Our Coastlines Conceal Chemical Toxins

Military dumping was so pervasive no one knows how much or even where.

U.S. Army documents reveal that the military secretly dumped off the coastlines of 11 states the following chemical toxins --64 million pounds of nerve and mustard gas agents, 500 tons of radioactive waste, and 400,000 chemical-filled bombs, rockets, and land mines.

Six of the affected states are on the East Coast, two on the Gulf Coast, with Alaska, Hawaii and California comprising the rest of the dump sites. The dumping from ships took place from Word War I through the early 1970s and many of these sites are known to be just a few miles from major port cities.

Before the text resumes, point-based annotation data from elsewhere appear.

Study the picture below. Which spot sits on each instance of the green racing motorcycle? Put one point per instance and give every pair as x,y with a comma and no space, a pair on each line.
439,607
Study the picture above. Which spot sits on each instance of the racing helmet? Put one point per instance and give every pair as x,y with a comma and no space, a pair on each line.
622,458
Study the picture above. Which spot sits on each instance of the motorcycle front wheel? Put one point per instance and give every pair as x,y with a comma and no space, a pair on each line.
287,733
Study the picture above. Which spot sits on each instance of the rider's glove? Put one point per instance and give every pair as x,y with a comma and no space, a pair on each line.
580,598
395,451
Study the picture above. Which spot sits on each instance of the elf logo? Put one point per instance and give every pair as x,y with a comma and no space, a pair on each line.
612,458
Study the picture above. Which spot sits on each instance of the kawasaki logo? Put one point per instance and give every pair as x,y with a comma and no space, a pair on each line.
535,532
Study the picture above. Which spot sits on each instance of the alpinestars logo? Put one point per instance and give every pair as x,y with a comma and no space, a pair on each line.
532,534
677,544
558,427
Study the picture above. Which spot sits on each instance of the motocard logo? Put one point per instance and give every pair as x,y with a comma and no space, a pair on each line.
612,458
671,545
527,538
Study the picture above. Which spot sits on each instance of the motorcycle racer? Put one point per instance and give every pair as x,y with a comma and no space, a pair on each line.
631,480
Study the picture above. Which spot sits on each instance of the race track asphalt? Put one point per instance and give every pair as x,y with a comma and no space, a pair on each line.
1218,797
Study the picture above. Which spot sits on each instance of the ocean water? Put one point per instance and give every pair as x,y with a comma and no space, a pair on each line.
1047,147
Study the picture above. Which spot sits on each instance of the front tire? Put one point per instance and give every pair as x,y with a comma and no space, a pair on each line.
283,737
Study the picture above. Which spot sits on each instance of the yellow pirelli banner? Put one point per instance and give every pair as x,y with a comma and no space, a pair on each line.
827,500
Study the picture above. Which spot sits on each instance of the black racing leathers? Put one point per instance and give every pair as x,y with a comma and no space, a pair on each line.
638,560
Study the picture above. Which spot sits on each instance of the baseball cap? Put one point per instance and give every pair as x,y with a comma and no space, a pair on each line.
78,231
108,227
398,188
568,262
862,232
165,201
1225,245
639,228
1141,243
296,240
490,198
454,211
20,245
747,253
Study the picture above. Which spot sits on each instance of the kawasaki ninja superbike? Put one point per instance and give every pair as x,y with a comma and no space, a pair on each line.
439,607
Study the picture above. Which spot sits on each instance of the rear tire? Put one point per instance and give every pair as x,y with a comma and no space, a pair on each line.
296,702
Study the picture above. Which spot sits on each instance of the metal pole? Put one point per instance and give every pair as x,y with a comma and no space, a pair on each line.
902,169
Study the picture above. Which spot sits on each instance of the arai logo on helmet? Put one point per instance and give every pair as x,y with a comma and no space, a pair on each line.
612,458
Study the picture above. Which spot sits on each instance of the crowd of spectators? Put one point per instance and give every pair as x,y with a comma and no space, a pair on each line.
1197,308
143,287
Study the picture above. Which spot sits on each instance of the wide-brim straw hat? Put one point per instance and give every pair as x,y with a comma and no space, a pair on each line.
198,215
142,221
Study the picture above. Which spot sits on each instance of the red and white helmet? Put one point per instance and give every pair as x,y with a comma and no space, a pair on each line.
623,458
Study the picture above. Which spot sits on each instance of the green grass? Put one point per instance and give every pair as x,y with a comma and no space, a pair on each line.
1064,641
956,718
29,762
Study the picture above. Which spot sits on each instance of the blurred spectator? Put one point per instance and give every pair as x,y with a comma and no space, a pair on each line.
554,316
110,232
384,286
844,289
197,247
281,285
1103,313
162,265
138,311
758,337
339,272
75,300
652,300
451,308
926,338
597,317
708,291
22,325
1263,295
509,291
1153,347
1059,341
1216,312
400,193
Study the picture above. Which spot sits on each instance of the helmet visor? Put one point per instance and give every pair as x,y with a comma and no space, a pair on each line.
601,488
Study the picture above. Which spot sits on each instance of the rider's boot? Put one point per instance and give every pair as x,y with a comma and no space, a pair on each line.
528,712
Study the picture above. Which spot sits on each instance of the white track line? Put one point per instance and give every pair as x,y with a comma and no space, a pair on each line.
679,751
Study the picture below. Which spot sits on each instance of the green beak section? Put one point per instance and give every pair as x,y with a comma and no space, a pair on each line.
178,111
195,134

Records are so incomplete -- and monitoring so nonexistent -- that many more dump sites probably exist than have been identified. "We do not claim to know where they all are," confessed William Brankowitz, a deputy project manager in the Army Chemical Materials Agency, speaking to a Virginia newspaper in 2005. "We don't want to be cavalier at all and say this stuff was exposed to water and is okay. It can last for a very, very long time."

By some estimates, a time-delayed release of these chemicals from corroding containers could last a century or more, with unpredictable effects on aquatic life and unknown health consequences for humans who consume that ocean life. Of course, since no one is monitoring these sites or even knows where they all are, we must wait for those consequences to show up before we can begin to measure what we are doing to ourselves.

This is a continuing theme of The Hundred Year Lie. Our attempts to hide behind willful negligence, denial and rationalization, or feigned ignorance about the harm we are inflicting on ourselves and the planet with the synthetics paradigm, will inevitably catch up to us.